Nel capitolo finale, il libro presenta possibili soluzioni rivolte ai genitori, alle aziende tecnologiche e ai politici. A volte Haidt, considerato anche un esperto di questioni morali, scivola in un tono pastorale. C'è anche un capitolo sulla spiritualità. Tuttavia, non si tratta di religione, ma dei valori fondamentali di una società.
Il libro di Haidt dimostra che dobbiamo concentrare la nostra educazione in egual misura sul mondo reale e su quello digitale.

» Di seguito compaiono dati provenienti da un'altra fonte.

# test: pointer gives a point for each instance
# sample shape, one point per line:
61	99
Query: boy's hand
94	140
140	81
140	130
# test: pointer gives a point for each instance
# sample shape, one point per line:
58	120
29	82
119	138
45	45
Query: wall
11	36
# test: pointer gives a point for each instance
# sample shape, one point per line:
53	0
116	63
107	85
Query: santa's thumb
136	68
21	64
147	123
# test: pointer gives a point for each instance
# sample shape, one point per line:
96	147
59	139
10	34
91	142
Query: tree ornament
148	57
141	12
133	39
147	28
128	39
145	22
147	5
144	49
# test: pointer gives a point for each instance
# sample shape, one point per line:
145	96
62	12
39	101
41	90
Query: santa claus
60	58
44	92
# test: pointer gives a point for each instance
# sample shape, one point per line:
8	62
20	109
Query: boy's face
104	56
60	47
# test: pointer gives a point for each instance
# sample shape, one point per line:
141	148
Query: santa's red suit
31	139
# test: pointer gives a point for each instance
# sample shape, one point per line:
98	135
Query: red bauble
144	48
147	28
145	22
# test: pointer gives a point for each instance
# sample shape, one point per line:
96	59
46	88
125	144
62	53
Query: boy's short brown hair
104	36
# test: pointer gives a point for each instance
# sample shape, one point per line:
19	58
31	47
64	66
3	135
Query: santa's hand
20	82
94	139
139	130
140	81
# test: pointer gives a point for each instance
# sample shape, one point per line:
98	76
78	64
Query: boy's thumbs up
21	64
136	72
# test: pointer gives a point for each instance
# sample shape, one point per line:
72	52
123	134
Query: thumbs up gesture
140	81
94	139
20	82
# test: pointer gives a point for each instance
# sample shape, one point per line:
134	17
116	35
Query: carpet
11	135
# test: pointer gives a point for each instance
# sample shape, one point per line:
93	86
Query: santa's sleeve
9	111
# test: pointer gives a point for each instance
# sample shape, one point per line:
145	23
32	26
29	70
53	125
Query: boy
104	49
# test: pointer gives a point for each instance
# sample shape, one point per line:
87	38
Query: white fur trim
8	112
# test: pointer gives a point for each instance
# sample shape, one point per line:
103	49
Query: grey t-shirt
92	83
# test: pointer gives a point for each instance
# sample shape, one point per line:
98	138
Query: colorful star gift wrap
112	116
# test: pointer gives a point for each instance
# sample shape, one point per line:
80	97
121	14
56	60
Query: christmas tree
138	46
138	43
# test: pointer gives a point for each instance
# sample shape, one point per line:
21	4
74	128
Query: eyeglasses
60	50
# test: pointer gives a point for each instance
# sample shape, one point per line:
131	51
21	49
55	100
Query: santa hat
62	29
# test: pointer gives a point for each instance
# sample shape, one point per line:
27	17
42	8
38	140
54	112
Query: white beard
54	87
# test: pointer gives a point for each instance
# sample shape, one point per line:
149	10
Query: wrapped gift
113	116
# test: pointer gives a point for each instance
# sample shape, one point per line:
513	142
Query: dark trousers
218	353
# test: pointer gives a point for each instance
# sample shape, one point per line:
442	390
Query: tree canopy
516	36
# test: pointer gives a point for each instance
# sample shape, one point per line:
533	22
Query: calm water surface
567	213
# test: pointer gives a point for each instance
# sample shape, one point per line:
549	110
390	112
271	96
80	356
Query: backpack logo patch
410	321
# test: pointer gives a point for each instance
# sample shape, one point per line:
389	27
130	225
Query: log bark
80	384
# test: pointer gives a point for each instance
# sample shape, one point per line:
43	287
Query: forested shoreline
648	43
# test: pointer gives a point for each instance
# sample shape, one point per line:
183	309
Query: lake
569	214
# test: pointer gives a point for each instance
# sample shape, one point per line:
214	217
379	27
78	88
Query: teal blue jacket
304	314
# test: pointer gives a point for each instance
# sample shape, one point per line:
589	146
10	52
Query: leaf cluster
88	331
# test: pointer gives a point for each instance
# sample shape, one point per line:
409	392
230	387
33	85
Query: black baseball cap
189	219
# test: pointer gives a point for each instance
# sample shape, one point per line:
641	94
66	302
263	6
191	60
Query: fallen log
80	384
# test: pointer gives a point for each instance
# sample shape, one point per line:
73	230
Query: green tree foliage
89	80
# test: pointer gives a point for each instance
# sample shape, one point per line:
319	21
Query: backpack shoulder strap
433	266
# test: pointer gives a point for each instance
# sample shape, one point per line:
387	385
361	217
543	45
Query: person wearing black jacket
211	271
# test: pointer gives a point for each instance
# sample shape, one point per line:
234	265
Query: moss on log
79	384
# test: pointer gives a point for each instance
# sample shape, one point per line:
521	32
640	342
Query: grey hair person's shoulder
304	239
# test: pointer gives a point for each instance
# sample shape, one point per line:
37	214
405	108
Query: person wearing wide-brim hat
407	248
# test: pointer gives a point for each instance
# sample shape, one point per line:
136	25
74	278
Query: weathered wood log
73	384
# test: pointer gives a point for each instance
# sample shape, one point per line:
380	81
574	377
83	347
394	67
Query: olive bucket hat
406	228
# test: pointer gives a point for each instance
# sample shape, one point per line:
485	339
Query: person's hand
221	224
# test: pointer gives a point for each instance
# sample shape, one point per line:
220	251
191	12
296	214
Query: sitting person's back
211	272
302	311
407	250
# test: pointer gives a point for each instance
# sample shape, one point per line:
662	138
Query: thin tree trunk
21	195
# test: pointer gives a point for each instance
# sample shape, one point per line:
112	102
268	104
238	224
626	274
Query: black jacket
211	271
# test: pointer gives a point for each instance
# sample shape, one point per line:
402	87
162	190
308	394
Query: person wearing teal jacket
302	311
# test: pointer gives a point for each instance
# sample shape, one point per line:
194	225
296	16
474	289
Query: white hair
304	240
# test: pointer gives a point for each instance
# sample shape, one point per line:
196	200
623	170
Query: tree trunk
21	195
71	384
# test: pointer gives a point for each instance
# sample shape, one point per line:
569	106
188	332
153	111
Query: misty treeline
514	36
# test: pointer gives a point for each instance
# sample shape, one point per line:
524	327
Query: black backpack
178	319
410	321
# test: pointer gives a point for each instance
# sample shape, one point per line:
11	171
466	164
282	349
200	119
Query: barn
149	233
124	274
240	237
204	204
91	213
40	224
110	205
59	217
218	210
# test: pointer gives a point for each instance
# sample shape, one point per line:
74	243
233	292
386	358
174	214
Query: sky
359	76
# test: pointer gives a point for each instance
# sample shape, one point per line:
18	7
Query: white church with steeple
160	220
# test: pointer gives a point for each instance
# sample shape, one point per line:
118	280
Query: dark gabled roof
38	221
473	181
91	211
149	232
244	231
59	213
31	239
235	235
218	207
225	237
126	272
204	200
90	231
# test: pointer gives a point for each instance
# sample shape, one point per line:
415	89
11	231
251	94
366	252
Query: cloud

Molte delle sue richieste sono urgenti: a suo avviso, le scuole dovrebbero essere completamente prive di telefoni cellulari, i bambini non dovrebbero avere uno smartphone prima dei 14 anni e i social media dovrebbero essere consentiti solo a partire dai 16 anni. Tuttavia, il libro non dice quanto ciò sia realistico. Soprattutto, però, Haidt sostiene che ai bambini dovrebbero essere concessi più «giochi non supervisionati» e «indipendenza nell'infanzia».
Nel complesso, «Generation Angst» è una lettura molto utile perché fornisce una descrizione solida e comprensibile di come si è sviluppata l'infanzia nell'era degli smartphone a partire dal 2010. Chiarisce che le aziende tecnologiche hanno una grande responsabilità nel proteggere i bambini e che i politici dovrebbero quindi adottare un approccio più restrittivo nei loro confronti. Tuttavia, il libro di Haidt dimostra anche che nella nostra educazione dobbiamo dare la stessa importanza al mondo reale e a quello digitale. Se creassimo un ambiente troppo sicuro per i bambini, secondo una vignetta del libro di saggistica, li prepareremmo male alla vita reale.